Por Denise Soares, G1 MT

Um avião com R$ 4,6 milhões em malas de dinheiro foi apreendido nesse domingo (30) em um aeroporto no município de Alta Floresta, a 800 km de Cuiabá. A informação foi divulgada nesta segunda-feira (1º) pela Polícia Civil.

Segundo o delegado Vinícius Nazário, o piloto da aeronave fez um pouso forçado depois de uma pane. O piloto foi ouvido e liberado pela polícia. O dinheiro seria usado para compra de ouro em Itaituba, no Pará.

O piloto é italiano e foi identificado como Francesco Turriziani, de 61 anos. O G1 tenta localizar o advogado dele.

Avião com R$ 4,6 milhões fez pouso forçado e polícia encontrou malas de dinheiro em Alta Floresta — Foto: Polícia Civil de Alta Floresta (MT)

O avião, Cesnna 206 T, prefixo PR-RMHano 2005, fez pouso forçado em um aeroporto rural a 5 km de Alta Floresta.

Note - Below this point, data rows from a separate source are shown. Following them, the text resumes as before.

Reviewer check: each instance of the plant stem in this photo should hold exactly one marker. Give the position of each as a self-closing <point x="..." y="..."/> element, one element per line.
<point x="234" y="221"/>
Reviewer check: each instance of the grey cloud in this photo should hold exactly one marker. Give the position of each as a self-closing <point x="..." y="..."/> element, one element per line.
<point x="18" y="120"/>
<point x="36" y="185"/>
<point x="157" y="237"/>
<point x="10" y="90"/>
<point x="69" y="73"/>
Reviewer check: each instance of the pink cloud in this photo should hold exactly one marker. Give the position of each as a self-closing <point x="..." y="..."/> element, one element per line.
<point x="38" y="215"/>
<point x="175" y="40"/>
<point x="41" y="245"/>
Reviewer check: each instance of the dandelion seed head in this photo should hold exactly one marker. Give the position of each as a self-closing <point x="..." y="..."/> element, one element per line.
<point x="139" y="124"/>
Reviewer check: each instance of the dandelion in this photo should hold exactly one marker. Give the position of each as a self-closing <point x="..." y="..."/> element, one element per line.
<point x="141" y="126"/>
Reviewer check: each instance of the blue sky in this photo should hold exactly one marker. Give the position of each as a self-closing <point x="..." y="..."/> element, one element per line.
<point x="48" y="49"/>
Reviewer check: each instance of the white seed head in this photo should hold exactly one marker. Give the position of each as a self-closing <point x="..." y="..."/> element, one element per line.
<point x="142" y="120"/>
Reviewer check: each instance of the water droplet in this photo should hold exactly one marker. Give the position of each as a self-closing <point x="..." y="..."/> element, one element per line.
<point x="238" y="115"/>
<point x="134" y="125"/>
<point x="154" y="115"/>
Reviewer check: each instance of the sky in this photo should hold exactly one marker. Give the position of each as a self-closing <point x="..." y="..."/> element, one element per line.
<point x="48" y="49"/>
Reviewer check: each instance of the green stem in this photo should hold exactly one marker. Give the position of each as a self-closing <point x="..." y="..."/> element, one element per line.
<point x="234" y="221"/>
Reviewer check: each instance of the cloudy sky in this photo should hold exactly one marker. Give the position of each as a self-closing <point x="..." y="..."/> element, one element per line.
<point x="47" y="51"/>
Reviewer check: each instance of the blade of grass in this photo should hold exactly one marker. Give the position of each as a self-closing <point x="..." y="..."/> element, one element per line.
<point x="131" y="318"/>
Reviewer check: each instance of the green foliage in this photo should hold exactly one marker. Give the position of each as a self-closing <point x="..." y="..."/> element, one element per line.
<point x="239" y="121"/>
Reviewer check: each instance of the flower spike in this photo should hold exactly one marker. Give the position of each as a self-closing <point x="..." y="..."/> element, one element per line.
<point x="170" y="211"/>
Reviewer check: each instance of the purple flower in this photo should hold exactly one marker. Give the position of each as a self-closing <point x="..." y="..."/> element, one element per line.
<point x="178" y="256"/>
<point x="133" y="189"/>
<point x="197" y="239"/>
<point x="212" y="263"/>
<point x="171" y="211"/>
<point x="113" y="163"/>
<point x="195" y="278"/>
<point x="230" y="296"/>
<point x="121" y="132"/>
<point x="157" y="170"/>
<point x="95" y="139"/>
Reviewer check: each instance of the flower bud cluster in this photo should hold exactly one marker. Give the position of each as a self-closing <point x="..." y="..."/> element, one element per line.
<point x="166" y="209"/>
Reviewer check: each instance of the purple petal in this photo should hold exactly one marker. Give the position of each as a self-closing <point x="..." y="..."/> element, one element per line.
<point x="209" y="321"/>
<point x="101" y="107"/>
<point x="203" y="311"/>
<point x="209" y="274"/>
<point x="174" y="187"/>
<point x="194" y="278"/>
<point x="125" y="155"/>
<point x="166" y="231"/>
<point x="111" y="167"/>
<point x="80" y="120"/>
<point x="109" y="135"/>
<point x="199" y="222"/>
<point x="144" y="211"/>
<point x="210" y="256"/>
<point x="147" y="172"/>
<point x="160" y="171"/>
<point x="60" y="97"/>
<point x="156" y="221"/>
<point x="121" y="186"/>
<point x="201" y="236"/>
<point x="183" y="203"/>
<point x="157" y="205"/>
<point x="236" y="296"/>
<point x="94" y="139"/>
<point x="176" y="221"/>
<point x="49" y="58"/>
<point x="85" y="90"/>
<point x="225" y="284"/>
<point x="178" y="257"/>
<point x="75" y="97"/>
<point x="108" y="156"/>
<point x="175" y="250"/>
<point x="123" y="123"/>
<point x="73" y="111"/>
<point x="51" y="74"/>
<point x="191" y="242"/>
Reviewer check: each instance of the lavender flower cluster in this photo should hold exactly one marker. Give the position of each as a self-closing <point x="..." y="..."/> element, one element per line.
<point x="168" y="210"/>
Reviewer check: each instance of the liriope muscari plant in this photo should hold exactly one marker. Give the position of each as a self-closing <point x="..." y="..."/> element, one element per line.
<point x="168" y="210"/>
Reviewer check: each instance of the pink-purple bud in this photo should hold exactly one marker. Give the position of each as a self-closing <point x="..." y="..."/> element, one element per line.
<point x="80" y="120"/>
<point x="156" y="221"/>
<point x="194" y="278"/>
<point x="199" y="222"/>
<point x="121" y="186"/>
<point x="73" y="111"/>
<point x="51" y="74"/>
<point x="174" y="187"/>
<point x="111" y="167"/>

De acordo com a Polícia Civil, apenas o piloto estava na aeronave.

Ele saiu Sorocaba, em São Paulo, com destino a Itaituba. O avião faria duas paradas de abastecimento, sendo uma em Jatai (GO), onde o piloto percebeu o problema na aeronave.

Mesmo assim ele seguiu a viagem com a próxima parada em Alta Floresta, local em que teve que fazer o pouso forçado.

Moradores ligaram para a polícia dizendo que um avião havia ”caído” no aeroporto. Os policiais foram ao local e encontraram o piloto embarcando em um táxi.

No avião a polícia encontrou seis malas contendo uma enorme quantia em dinheiro, totalizando R$ 4.679.750.

Avião prefixo PR-RMH fez pouso em Alta Floresta: polícia encontrou R$ 4,6 milhões na aeronave — Foto: Polícia Civil de Alta Floresta (MT)

O dinheiro foi apreendido e depositado em conta da Justiça de Mato Grosso.

O delegado Vinicius Nazário informou que piloto foi ouvido e não soube explicar a origem do dinheiro.

Depois o piloto informou que o dinheiro é de um ”parceiro de negócios” e refere-se à venda de um avião em São Paulo.

Até o momento a versão não foi comprovada e o dinheiro foi mantido apreendido. A origem do dinheiro será investigada em inquérito policial. O piloto foi liberado por não ter ‘provas’ contra ele, conforme informou a Polícia Civil.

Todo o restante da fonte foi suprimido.